This section is from the book "The International Cook Book", by Alexander Filippini. Also available from Amazon: The international cook book; over 3,300 recipes gathered from all over the world, including many never before published in English. With complete menus of the three meals for every day.
Ribs of Mutton Currant Jelly
Dandelion and Doucette Salad
Have a pint of white beans soaked in cold water for ten hours .Drain and place them in a saucepan with two cloves, one bay leaf, two small chopped onions, one sliced carrot, two leeks, four branches parsley, one ounce lean salt pork and one ounce of lean raw ham. Moisten with six pints of hot water. Season with one and a half teaspoons salt and half teaspoon white pepper. Cover the pan and let gently simmer for two hours. Then press all through a sieve, then through a Chinese strainer into another saucepan on the range, and boil for two minutes. Finely slice four clean lettuce leaves, two clean spinach leaves; place them in a frying pan with a saltspoon butter and cook on a brisk fire for five minutes, frequently tossing meanwhile, and then add to the soup; stir well with a wooden spoon, boil for one minute longer. Pour into a soup tureen and serve.
Trim and neatly wipe two very fresh sea bass of one and one-half pounds each. Place in a frying pan, season with half a teaspoon salt and two saltspoons white pepper, add half an ounce butter, half gill white wine and a gill of water. Cover the fish with a buttered paper, boil for five minutes on the range, then bake in the oven for twenty minutes. Remove, dress the bass on a hot dish. Pour the shrimp sauce over and serve.

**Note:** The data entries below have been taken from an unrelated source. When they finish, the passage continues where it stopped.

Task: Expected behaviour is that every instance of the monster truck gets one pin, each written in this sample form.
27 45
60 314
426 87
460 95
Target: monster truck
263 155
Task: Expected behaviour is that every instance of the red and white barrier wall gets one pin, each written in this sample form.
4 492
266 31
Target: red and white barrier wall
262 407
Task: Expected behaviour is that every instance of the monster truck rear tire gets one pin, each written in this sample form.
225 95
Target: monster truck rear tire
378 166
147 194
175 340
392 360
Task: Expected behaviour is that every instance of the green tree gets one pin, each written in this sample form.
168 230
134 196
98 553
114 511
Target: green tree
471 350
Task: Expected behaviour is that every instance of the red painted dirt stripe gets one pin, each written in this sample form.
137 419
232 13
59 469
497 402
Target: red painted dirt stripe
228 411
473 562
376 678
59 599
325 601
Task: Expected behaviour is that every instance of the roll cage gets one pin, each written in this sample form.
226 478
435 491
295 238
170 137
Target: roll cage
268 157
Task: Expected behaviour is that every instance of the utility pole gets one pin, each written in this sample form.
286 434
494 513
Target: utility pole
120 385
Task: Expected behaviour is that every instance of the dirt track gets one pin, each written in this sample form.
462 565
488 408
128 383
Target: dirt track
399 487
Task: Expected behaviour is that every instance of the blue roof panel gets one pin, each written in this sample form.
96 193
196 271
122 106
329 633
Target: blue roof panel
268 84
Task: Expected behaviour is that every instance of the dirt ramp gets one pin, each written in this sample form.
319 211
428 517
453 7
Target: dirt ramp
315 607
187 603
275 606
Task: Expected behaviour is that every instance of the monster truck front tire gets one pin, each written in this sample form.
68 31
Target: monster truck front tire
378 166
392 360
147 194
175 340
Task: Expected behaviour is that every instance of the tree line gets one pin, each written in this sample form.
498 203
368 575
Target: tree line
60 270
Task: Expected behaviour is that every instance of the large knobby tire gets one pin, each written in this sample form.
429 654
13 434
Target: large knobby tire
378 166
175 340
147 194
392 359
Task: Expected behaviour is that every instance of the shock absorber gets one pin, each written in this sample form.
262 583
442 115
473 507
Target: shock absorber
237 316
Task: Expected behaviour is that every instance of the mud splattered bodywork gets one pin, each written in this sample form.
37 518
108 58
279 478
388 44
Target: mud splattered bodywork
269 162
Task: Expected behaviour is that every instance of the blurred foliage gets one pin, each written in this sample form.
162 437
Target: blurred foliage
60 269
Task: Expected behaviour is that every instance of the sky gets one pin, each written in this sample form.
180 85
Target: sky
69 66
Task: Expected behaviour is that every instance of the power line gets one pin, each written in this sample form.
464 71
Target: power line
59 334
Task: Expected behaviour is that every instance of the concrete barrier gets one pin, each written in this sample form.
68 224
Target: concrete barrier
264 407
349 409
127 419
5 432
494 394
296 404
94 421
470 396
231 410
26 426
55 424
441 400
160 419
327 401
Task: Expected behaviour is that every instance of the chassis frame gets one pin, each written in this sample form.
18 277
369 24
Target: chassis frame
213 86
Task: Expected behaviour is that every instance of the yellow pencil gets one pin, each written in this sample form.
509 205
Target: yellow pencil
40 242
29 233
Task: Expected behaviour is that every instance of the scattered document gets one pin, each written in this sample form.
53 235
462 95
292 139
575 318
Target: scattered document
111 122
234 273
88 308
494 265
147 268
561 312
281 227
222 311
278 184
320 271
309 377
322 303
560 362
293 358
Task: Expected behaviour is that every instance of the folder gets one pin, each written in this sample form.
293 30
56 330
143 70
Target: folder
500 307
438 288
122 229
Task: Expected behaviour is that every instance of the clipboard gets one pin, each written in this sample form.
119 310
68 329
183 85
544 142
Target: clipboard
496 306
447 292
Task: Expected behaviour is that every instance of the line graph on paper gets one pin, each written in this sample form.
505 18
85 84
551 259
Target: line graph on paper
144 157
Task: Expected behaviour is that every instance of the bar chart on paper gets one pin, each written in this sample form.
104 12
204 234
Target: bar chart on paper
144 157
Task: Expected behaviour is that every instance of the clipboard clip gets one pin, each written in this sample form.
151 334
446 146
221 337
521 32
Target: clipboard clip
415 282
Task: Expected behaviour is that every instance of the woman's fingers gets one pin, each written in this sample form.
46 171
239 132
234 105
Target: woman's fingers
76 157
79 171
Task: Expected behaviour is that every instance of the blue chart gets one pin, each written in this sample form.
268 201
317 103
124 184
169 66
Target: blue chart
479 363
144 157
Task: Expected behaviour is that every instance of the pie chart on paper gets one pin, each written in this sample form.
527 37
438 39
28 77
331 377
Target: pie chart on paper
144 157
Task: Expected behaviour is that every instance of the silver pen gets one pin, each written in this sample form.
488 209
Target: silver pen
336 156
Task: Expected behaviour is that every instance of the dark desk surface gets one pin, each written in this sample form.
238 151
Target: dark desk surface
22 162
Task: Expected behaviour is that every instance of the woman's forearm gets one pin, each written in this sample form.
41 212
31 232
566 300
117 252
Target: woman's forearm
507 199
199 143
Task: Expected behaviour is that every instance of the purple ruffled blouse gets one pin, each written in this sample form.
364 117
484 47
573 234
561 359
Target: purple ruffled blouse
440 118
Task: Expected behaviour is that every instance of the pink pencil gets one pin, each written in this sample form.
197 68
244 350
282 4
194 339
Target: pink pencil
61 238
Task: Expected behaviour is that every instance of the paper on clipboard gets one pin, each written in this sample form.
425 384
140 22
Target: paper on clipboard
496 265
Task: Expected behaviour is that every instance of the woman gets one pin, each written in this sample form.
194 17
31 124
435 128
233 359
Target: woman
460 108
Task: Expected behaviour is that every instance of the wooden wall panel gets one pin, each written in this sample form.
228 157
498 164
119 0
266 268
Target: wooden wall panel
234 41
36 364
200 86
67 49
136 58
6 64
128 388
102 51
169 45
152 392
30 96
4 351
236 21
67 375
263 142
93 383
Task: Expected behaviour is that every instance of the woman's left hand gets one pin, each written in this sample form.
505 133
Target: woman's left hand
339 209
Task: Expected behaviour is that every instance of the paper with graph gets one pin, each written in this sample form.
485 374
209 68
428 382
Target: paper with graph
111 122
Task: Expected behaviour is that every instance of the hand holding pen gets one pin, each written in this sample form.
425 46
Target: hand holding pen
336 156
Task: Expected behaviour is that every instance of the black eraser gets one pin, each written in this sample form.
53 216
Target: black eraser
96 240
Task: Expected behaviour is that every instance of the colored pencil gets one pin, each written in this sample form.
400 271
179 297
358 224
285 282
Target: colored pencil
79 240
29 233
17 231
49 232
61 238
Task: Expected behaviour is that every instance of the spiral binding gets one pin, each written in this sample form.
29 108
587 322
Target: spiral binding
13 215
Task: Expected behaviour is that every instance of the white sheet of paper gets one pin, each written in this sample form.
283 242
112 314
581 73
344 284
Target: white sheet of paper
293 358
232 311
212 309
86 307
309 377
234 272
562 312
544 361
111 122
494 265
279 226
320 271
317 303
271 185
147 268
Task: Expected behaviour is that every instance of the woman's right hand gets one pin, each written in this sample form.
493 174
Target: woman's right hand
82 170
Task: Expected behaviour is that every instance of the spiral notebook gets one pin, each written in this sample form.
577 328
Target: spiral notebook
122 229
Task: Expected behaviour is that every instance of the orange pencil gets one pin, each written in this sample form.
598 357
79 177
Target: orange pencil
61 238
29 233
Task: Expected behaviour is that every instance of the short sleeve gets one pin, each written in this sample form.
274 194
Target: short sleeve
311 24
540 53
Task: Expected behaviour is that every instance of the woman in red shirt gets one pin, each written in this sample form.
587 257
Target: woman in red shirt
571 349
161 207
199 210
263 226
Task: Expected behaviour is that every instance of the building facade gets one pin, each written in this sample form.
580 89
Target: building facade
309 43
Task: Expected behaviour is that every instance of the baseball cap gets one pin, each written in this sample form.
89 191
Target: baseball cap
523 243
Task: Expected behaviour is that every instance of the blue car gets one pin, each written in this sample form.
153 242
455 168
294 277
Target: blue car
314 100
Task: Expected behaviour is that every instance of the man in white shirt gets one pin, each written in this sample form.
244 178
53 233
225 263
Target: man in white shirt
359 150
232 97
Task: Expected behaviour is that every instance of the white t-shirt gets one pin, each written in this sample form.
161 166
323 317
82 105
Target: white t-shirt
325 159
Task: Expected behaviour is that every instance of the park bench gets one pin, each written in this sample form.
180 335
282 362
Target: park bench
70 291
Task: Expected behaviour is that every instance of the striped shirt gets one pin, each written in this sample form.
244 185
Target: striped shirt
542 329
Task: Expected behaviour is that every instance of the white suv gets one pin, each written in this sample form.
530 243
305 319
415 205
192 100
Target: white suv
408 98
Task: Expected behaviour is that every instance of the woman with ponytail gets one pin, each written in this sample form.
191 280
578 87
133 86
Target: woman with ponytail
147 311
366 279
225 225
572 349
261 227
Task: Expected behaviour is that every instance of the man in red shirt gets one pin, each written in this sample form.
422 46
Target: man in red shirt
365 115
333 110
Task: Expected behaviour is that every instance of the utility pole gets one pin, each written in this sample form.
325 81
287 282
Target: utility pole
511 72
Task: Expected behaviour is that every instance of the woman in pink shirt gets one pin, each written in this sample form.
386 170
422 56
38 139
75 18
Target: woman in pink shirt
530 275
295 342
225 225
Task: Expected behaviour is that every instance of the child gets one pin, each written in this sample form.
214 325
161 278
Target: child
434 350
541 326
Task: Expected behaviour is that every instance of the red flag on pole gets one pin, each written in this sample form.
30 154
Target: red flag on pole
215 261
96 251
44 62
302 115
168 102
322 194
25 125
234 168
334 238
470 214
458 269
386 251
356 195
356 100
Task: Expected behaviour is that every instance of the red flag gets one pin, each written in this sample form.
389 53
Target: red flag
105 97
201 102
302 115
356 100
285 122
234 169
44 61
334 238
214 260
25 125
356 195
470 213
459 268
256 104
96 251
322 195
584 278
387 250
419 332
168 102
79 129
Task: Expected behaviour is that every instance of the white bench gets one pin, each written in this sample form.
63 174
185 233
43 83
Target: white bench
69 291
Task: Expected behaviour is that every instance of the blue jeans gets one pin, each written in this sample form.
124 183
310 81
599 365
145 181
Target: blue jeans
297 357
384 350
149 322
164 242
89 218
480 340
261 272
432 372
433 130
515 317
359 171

Mix in a small saucepan a tablespoon flour with a tablespoon melted butter, and heat for half a minute; then pour a gill of the fish liquor into this roux with three-quarters gill cream. Mix well, then drain the sauce through a Chinese strainer into another saucepan; add eight shrimps, cut into small pieces, and two tablespoons of sherry; season with a salt-spoon salt and half saltspoon cayenne pepper, lightly mix, then let boil for two minutes. Dilute an egg yolk in a tablespoon milk and add to the sauce; lightly mix while heating for one minute and serve.
Peel and wash eight medium, sound potatoes; plunge them in two quarts boiling water with a teaspoon salt for twenty minutes; drain and slice them into very thin slices, then fry in boiling fat five minutes. Lift up, drain on a towel, dredge a half teaspoon salt over them. Dress on a hot dish and serve.
Cut the feet and necks off six fat, fresh squabs. Split open through the back, empty, and remove the breast bones. Envelope them in a coarse towel and gently-flatten them with a cleaver. Heat a tablespoon melted butter in a large frying pan, lay in the squabs, one beside another. Season with a half teaspoon salt and two saltspoons white pepper. Fry them for six minutes, turn them over, season with a half teaspoon salt and two saltspoons white pepper and cook for six minutes on this side as well. Take them off the pan and keep on a plate. Have six very thin slices of lean raw ham, place them in the pan in which the squabs were cooked and fry on a brisk fire for one minute on each side. Arrange the ham on a hot dish, place the squabs over. Have four tarragon leaves placed on top of each squab. Skim the fat from the surface of the gravy, add a half gill white wine to the gravy, a half gill demi-glace (No. 122) and a half teaspoon finely chopped tarragon. Boil for five minutes, pour over the squabs and serve.
Procure a small rack of mutton of about three and a half pounds. Break the end bones and neatly trim the red skin from the top. Season with a teaspoon salt and half teaspoon white pepper. Lay it in the roasting tin, pour a tablespoon water into the tin, then set in the oven to roast for forty minutes, turning and basting it quite frequently meanwhile. Remove, dress the mutton on a large, hot dish, skim the fat from the gravy, pour the gravy over the rack and send to the table with currant jelly separately.
Thoroughly trim and pick off all stale leaves from a pint of fresh dandelion and one pint of doucette (corn salad). Wash both well in fresh water, then thoroughly drain in a wire basket or on a cloth; place in a salad bowl, well mixed. Pour over four light tablespoons dressing, as per No. 863. Mix well and serve.
Butter a quart mould. Ornament with two ounces candied ginger cut into thin strips.
Mix together in a bowl four yolks and the whites of five eggs, one pint milk or cream, two tablespoons rum and four ounces sugar; strain through a cheesecloth into the mould. Place the mould in a pan, with hot water up to half its height. Set in the oven to bake for forty minutes. Remove, let thoroughly cool off and serve.